Journal of Biomedical Science and Engineering
Vol. 5  No. 7 (2012) , Article ID: 20531 , 6 pages DOI:10.4236/jbise.2012.57048

A semi-automatic method for segmentation and 3D modeling of glioma tumors from brain MRI

S. Ananda Resmi1, Tessamma Thomas2

1Department of Electronics and Communication Engineering, College of Engineering Perumon, Kollam, India

2Department of Electronics, Cochin University of Science and Technology, Kochi, India


Received 2 May 2012; revised 1 June 2012; accepted 28 June 2012

Keywords: 3D Modeling; Glioma Tumor; Segmentation; Volumetric Analysis; Brain MRI


This work presents an efficient method for volume rendering of glioma tumors from segmented 2D MRI Datasets with user interactive control, by replacing manual segmentation required in the state of art methods. The most common primary brain tumors are gliomas, evolving from the cerebral supportive cells. For clinical follow-up, the evaluation of the preoperative tumor volume is essential. Tumor portions were automatically segmented from 2D MR images using morphological filtering techniques. These segmented tumor slices were propagated and modeled with the software package.
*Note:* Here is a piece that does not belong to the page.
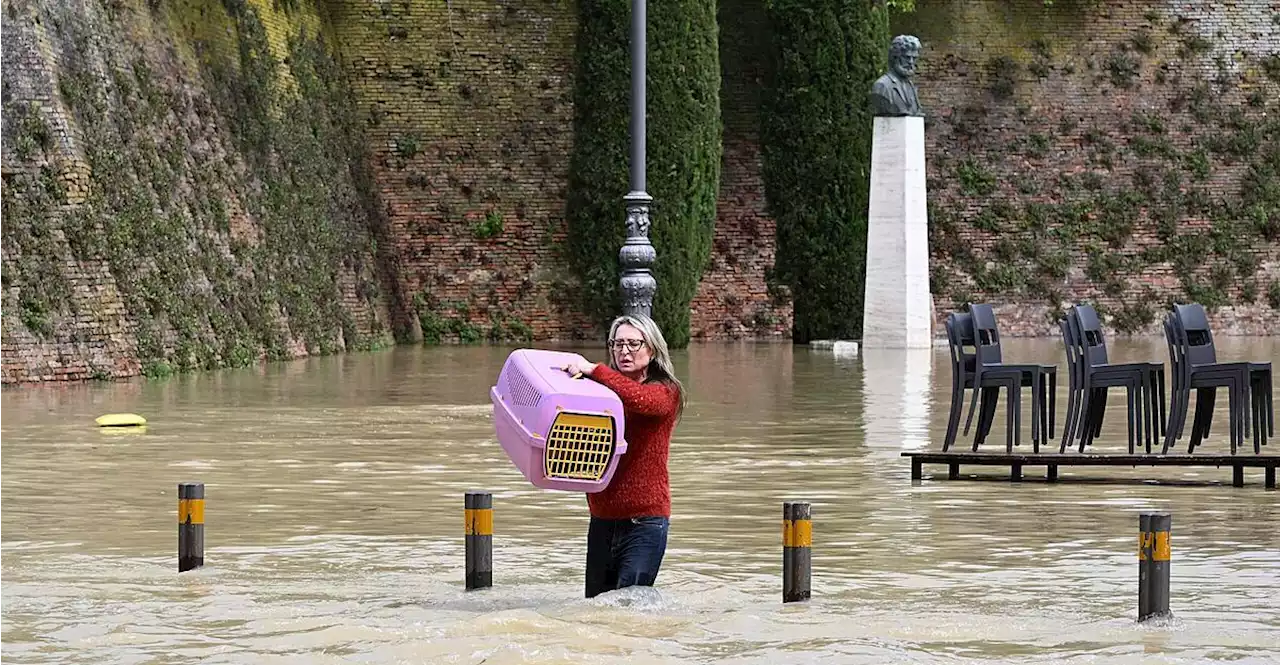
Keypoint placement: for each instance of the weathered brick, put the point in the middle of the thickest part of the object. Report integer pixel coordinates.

The 3D modeled tumor consists of gray level values of the original image with exact tumor boundary. Axial slices of FLAIR and T2 weighted images were used for extracting tumors. Volumetric assessment of tumor volume with manual segmentation of its outlines is a time-consuming process and is prone to error. These defects are overcome in this method. Authors verified the performance of our method on several sets of MRI scans. The 3D modeling was also done using segmented 2D slices with the help of a medical software package called 3D DOCTOR for verification purposes. The results were validated with the ground truth models by the Radiologist.
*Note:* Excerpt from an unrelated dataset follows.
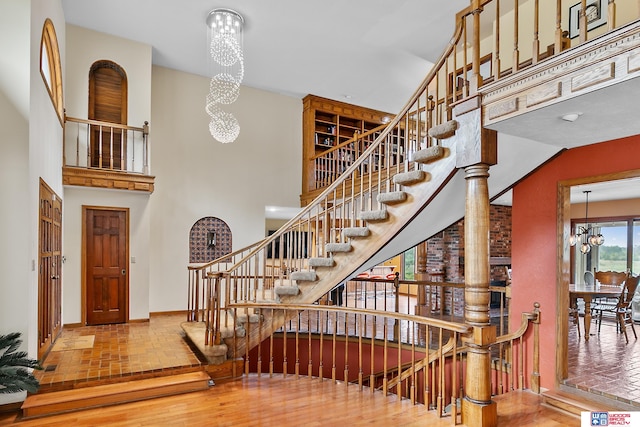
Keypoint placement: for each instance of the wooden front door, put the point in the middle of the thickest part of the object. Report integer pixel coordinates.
(49, 268)
(106, 269)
The extraction of 3D objects and its visualization is one of the most important steps in the analysis of the preprocessed medical image data, which can help in performing diagnosis, treatment planning, and treatment delivery. Thus in practice, radiation oncologists spend a substantial portion of their time performing the segmentation task manually, using one of the available visualization and segmentation tools [1]. Also, there may be cases where the automatic methods fail or perform poorly. Another consideration is that medical doctors must always have final control over the segmentation [2].
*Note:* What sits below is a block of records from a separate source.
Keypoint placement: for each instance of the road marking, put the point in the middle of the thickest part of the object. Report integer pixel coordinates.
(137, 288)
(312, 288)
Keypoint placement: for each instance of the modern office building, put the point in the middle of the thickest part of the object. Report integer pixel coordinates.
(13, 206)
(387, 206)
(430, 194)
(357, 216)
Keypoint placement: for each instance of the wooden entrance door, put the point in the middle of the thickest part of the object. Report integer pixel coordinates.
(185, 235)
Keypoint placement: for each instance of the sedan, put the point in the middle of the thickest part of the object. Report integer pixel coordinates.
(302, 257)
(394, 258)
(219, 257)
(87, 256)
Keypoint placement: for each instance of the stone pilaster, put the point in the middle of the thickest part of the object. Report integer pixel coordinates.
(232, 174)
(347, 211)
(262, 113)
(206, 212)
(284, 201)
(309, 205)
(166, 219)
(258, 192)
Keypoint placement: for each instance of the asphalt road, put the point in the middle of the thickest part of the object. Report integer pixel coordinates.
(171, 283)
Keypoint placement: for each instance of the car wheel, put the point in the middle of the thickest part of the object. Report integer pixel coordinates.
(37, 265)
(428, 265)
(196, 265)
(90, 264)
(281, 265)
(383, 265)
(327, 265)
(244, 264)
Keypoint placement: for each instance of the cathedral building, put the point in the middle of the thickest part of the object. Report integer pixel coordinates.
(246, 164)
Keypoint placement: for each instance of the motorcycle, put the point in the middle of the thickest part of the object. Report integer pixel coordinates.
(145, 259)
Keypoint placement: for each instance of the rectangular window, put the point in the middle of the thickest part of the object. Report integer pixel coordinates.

The most common primary brain tumors are gliomas, wherein 70% are in the group of malignant gliomas (anaplastic astrocytoma World Health Organization (WHO) grade III), glioblastoma multiforme (GBM) WHO grade IV) [3]. The GBM is one of the highest malignant human neoplasms. Due to the biological behavior, gliomas of WHO grade II to IV cannot be cured with surgery alone. The multimodal therapeutical concept involves maximum safe resection followed by radiation and chemotherapy, depending on the patient’s functional impairment scale. The survival rate is still only approximately 15 months, despite new technical and medical accomplishments such as multimodal navigation during microsurgery, stereotactic radiation or the implementation of alkylating substances [4]. The clinical follow-up of tumor volume is essential for an adaptation of the therapeutical concept. Therefore, the exact volume evaluation is fundamental to reveal a recurrent tumor or tumor progress as early as possible.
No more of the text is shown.